Fast scheint es, als würden die endlosen Wälder, die einsamen Seen und die weiten Moore in Finnisch-Lappland darum wetteifern, wer die imposantere Kulisse zu bieten hat. Wandernd kommt man der nordischen Wildnis Schritt für Schritt näher.
Die Landschaft findet einfach kein Ende: Vorne Hügel, Sumpf und Fichten so weit das Auge reicht, im Rücken die riesige Wasserfläche des Kitkajärvi-Sees und die weiten Wälder dahinter. Zusammen mit Tommi Kallberg stehe ich auf dem baumlosen, 465 Meter hohen Gipfel des Riisitunturi-Fjälls, lasse das Bilderbuch-Panorama Finnisch-Lapplands auf mich wirken und versuche die Frage zu klären, ob es hier länger als anderswo dauert, bis sich Himmel und Erde am Horizont treffen?
Vom markanten Eingangstor am Parkplatz aus, gut eine halbe Stunde Autofahrt entfernt von Ruka durch nicht enden wollenden Wald, war es nur noch ein kurzer Aufstieg und schon bald machten die Fichten Platz für eine grandiose Rundumsicht. Tommi, der 26 Jahre lang bei einer IT-Firma gearbeitet hat, war während der Corona-Pandemie von den ständigen Videokonferenzen so genervt, dass er sich mit seiner Outdoorfirma »Oulangan Taika« selbständig gemacht hat und seither Touristen die finnische Natur näherbringt.
MITTAGESSEN AM LAGERFEUER
Am Soilu-Unterstand zeigt sich, dass Tommi nicht nur ein begeisterter Wanderer, sondern auch ein begnadeter Outdoor-Koch ist. »Das Gute an Tagestouren: Es kommt nicht so aufs Gewicht an wie beim Trekking«, sagt er verschmitzt, zieht eine gusseiserne Pfanne aus dem Rucksack und stapelt Zutat um Zutat fürs Mittagessen auf der Bank neben der Feuerstelle auf. Jetzt noch ein wenig Holz hacken und innerhalb kürzester Zeit brutzeln selbstgemachte Falafel aus Roter Beete und Brotbohnen, wilder Brokkoli, Nektarinen, Nüsse und Couscous über den Flammen. Das eigentliche Highlight aber kommt zum Schluss: »Für das Dessert habe ich dir einen echten Klassiker der lappländischen Küche mitgebracht. Leipäjuusto bedeutet so viel wie Brotkäse. Dazu gibt es Moltebeerenmarmelade, die ich selbst eingemacht habe«, kündigt Tommi an.

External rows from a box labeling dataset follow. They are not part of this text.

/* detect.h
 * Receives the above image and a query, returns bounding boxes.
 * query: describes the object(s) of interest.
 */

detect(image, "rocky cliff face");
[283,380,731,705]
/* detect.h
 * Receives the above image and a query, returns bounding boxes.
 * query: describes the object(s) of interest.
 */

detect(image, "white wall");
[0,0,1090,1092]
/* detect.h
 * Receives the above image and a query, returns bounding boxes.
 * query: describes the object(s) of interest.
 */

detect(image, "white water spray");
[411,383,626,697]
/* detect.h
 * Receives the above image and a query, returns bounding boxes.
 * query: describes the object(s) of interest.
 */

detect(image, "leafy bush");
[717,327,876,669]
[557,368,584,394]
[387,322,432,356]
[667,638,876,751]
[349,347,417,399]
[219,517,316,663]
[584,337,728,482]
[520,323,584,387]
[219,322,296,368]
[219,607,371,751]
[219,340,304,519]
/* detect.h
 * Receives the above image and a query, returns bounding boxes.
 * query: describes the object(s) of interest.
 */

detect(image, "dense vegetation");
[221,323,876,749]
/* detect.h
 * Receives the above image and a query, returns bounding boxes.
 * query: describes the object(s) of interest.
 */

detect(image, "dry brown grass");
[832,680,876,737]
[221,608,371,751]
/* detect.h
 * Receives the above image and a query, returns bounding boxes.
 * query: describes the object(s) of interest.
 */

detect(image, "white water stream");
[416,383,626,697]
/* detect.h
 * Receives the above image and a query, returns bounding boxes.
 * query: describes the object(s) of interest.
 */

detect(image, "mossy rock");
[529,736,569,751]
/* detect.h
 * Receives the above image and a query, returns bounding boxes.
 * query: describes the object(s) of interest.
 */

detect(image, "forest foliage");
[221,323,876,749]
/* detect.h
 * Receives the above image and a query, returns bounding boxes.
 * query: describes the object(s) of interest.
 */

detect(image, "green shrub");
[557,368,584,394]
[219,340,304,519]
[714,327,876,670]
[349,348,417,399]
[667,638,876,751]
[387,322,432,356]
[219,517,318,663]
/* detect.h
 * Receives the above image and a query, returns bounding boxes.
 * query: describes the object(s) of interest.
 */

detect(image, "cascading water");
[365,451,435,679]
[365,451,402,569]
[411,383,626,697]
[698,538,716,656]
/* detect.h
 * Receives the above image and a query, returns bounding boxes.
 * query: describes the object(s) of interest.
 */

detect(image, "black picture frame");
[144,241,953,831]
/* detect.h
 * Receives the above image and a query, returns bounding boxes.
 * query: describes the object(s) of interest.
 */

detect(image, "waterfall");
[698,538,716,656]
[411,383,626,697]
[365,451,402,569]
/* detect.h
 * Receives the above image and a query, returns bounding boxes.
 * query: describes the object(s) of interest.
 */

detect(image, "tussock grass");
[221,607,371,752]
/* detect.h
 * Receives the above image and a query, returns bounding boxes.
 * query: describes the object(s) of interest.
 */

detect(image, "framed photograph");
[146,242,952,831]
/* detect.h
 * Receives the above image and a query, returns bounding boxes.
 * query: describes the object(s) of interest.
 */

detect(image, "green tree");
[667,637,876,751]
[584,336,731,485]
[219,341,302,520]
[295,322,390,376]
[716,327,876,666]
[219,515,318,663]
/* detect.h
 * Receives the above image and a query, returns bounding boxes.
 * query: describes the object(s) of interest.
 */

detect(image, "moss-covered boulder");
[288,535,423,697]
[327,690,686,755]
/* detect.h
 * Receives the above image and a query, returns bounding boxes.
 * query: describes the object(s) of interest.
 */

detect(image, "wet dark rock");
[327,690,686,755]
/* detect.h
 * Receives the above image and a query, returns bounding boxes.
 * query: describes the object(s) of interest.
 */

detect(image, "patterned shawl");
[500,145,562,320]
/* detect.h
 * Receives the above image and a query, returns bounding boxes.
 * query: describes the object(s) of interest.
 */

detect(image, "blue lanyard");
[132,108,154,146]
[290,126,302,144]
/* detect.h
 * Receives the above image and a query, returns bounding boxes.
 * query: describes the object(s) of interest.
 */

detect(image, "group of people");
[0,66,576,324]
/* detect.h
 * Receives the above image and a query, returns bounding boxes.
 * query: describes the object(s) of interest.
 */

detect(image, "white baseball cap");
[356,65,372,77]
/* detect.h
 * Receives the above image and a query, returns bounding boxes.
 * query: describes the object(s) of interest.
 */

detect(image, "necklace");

Auf dem Rückweg zum Auto machen wir noch einen Abstecher zum Ikkunlampi, dem »natürlichen Infinity-Pool« des Riisitunturi-Nationalparks. In der Tat liegt die Oberfläche des kleinen Teichs zwischen den beiden Gipfeln Riisitunturi und Pikku Riisitunturi so blank da, dass die Wolken einen Kopfstand inmitten der Landschaft zu machen scheinen. »Weißt du eigentlich, warum die Bäume hier so kerzengerade sind?«, will Tommi wissen und beantwortet die Frage gleich selbst: »Die schlanken Kronen der Fichten halten ein Gewicht von bis zu 3.000 Tonnen aus. Wir haben hier über 200 Wintertage im Jahr und sonst würden die Bäume unter der Last der dicken Schneemassen zusammenbrechen«.